Brewer indicated that the Tarzan story he conceived was born of some deeply personal feelings about his career, not the least of which being the time commitment such films demand from their directors. “For Tarzan, I had to find my emotional way in; it wasn’t that I wanted to go and do a big tentpole movie with a lot of spectacle and war scenes,” he said. “I really wanted to do something that really was about two people, which was John Clayton, who is Tarzan, and Jane, and a story about them coming to terms with their own purpose and whether or not they should be in the jungle – and where home is.”

“Being that my wife and my family and I live in Memphis, Tennessee, but Dad sometimes has to go off and do these things that take half of a year to a year to make, and make a movie,” he continued. “I’ve been struggling with, well, what kind of person do I want to be for my family? And what’s normal? And luckily I’ve got a wife that I’ve been together with for 20 years, and she’s like, hey, this is what we do – this is what we’re going to be.”

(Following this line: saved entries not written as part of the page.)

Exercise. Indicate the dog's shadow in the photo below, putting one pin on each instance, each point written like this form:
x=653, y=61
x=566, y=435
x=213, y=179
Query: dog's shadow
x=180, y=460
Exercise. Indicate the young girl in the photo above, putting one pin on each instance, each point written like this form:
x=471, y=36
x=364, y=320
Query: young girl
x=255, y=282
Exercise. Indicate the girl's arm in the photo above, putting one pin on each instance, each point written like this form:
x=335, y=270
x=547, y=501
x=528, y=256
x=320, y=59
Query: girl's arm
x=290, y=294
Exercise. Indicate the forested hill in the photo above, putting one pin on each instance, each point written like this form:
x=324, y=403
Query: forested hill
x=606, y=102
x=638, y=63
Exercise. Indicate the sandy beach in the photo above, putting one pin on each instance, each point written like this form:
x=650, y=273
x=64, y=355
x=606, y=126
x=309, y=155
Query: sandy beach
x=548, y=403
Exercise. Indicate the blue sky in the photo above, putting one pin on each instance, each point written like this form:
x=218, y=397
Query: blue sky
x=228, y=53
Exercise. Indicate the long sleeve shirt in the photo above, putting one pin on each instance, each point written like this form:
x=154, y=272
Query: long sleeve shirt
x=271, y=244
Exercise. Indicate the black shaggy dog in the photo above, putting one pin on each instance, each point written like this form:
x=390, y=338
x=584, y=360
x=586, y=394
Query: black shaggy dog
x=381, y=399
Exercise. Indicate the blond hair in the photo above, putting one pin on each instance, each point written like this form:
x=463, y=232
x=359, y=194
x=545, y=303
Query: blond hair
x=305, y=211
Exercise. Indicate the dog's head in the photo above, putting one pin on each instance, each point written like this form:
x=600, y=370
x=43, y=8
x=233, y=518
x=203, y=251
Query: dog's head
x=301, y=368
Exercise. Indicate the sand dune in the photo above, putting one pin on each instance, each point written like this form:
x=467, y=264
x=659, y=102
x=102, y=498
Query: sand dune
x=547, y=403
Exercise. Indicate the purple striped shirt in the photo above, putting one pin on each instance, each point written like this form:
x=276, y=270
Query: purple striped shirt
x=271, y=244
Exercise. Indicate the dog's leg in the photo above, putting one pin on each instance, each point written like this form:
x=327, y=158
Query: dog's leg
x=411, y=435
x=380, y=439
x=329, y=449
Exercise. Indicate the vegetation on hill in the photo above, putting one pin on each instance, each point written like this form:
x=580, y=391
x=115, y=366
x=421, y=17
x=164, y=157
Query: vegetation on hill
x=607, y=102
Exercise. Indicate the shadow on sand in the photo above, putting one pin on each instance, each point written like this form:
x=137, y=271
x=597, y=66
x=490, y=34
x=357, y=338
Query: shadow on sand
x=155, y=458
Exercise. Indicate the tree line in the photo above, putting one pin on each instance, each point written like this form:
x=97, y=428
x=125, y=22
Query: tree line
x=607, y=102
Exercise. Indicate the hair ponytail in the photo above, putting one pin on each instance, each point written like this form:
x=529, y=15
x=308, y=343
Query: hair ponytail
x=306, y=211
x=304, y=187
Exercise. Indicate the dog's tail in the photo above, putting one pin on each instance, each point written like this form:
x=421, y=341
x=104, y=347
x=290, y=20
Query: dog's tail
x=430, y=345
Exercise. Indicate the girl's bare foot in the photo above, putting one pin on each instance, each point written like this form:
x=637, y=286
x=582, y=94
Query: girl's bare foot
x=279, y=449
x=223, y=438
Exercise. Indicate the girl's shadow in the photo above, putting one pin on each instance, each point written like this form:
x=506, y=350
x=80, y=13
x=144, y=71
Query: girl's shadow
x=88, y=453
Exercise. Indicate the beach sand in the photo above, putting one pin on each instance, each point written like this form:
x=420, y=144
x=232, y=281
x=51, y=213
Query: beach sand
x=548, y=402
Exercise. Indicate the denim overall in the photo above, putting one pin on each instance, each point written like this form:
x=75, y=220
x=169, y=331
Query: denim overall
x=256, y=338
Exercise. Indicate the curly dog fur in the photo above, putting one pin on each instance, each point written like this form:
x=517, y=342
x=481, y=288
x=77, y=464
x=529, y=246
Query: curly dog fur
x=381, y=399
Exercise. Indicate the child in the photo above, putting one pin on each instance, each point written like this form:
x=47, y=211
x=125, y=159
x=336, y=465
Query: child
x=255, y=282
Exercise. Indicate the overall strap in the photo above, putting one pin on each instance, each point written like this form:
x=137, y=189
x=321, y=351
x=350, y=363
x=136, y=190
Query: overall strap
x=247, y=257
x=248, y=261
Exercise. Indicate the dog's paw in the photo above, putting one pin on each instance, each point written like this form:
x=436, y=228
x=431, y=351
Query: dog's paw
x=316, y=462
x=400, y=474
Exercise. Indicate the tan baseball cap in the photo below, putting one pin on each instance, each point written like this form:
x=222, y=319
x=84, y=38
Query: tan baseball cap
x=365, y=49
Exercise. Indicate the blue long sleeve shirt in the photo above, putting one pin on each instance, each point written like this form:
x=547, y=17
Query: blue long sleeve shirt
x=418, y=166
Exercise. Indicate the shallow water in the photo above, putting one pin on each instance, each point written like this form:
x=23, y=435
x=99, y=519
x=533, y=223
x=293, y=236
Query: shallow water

He said that coming to terms with his own professional ambitions in the context of his relationship with his wife gave him an entry point into the relationship between Tarzan and Jane, and what sorts of obstacles they would face in his script. “Her being that way for me, and accepting that this is our life, somehow I internalize that into, should John and Jane be in the jungle, even with all of their enemies after them? Should they raise a family, even with all of this? And suddenly a movie starts coming,” he explained. “Because the spectacle can wear off, you know; I mean, you can get numb to it after a while in a movie. To emotionally engage people is the pinnacle of every writer and director’s intention – you want to be able to pull that off.”

“Footloose” opens nationwide October 14, 2011.